Crítica teatro/drama
'Hora Amarela' é ficção superficial e contrária aos clássicos distópicos
Sob direção de Monique Gardenberg, peça se passa em uma Nova York invadida e repleta de escombros
Adam Rapp, o autor americano de "Hora Amarela", se diz influenciado pela inglesa Sarah Kane (1971-99). De fato, como é comum em suas peças, distinguem-se pastiches de "4.48", como a tal "hora" em que é possível andar com liberdade, e sobretudo "Blasted", também num quarto invadido por um mundo distópico --no caso de Kane, um eco do massacre de muçulmanos por cristãos na guerra da Bósnia (1992-95).
Mas "Hora Amarela" quer no fundo ser o oposto "politicamente incorreto" da célebre dramaturgia inglesa "in-yer-face", de realismo "na sua cara": a distopia de Rapp é uma Nova York branca, "downtown", invadida por opressores vagamente muçulmanos, entre outras provocações menores e risíveis.
Por exemplo, a compra de um negro de 14 anos para servir em mais de uma maneira à branca solitária que perdeu o marido. Ou os stripteases das mulheres no meio dos escombros, entre eles uma banheira de uso recorrente.
Com texto assim nas mãos, "masculino", não havia muito o que a diretora Monique Gardenberg, a cenógrafa Daniela Thomas e atrizes como Deborah Evelyn pudessem fazer --embora tenham tentado, com alterações na trama, ocultação parcial da banheira e interpretação quase maternal para a protagonista.

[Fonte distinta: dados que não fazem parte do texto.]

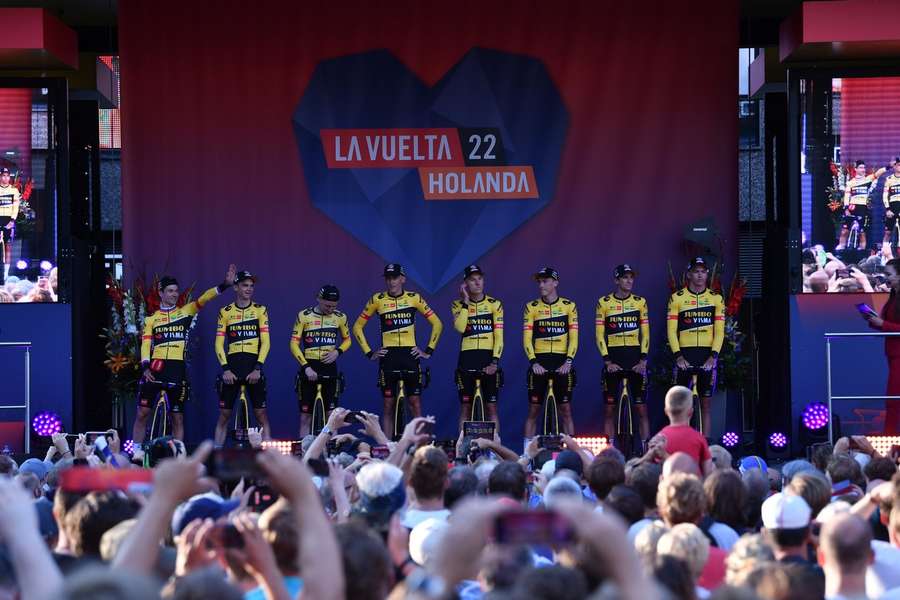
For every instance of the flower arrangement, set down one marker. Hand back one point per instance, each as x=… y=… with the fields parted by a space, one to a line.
x=129 y=308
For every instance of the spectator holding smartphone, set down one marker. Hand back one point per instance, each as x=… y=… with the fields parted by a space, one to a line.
x=889 y=321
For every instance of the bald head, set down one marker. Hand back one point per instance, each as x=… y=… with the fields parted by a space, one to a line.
x=680 y=462
x=846 y=544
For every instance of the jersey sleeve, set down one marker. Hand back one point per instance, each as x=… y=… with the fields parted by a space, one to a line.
x=346 y=340
x=645 y=330
x=296 y=337
x=719 y=325
x=528 y=334
x=221 y=325
x=672 y=326
x=573 y=332
x=264 y=343
x=498 y=331
x=361 y=320
x=460 y=314
x=146 y=339
x=600 y=328
x=436 y=326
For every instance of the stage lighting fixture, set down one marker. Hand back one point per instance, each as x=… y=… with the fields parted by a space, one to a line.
x=730 y=439
x=815 y=416
x=46 y=423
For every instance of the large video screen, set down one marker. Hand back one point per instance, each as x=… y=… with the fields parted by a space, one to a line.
x=850 y=182
x=28 y=183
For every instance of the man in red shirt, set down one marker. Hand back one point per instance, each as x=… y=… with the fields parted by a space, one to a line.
x=679 y=435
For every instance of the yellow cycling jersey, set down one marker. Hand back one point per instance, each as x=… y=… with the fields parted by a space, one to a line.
x=9 y=201
x=622 y=322
x=165 y=331
x=481 y=325
x=858 y=189
x=891 y=190
x=398 y=321
x=243 y=331
x=315 y=335
x=550 y=328
x=696 y=320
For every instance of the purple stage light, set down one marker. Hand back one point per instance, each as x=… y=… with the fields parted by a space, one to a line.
x=815 y=416
x=730 y=439
x=778 y=440
x=46 y=423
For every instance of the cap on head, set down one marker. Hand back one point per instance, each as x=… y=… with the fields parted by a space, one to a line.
x=472 y=270
x=242 y=275
x=394 y=270
x=547 y=273
x=329 y=292
x=165 y=281
x=622 y=270
x=697 y=261
x=785 y=511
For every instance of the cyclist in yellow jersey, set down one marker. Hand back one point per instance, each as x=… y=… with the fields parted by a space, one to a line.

Em particular, pode-se tentar ver um alívio à experiência de "Hora Amarela" na cenografia inventiva, que fecha o quarto num ambiente suspenso e sufocante. Mas é preciso dizer, em algum momento, que não é de hoje que as criações de Thomas combinam com textos reacionários.
Melhor seria abraçar de vez a distopia para jovens adultos, "YA dystopia", gênero em que Rapp se insere nesta peça e em algumas novelas. Grande sucesso em vendas, é o gênero adolescente que gerou blockbusters como "Divergente" e "Jogos Vorazes".
É ficção científica superficial e alienante, muito distante --e na verdade o oposto-- de Philip K. Dick, Yevgeny Zamyatin e outros clássicos distópicos. Em vez de questionar alegoricamente a realidade e seus desdobramentos, como fazia Dick em "Do Androids Dream of Electric Sheep?" (1968), apenas reforça a aceitação do presente.
É esse o universo "politicamente incorreto" de Rapp, abertamente conservador --e, em sua forma, um desfiar de diálogos mecânicos.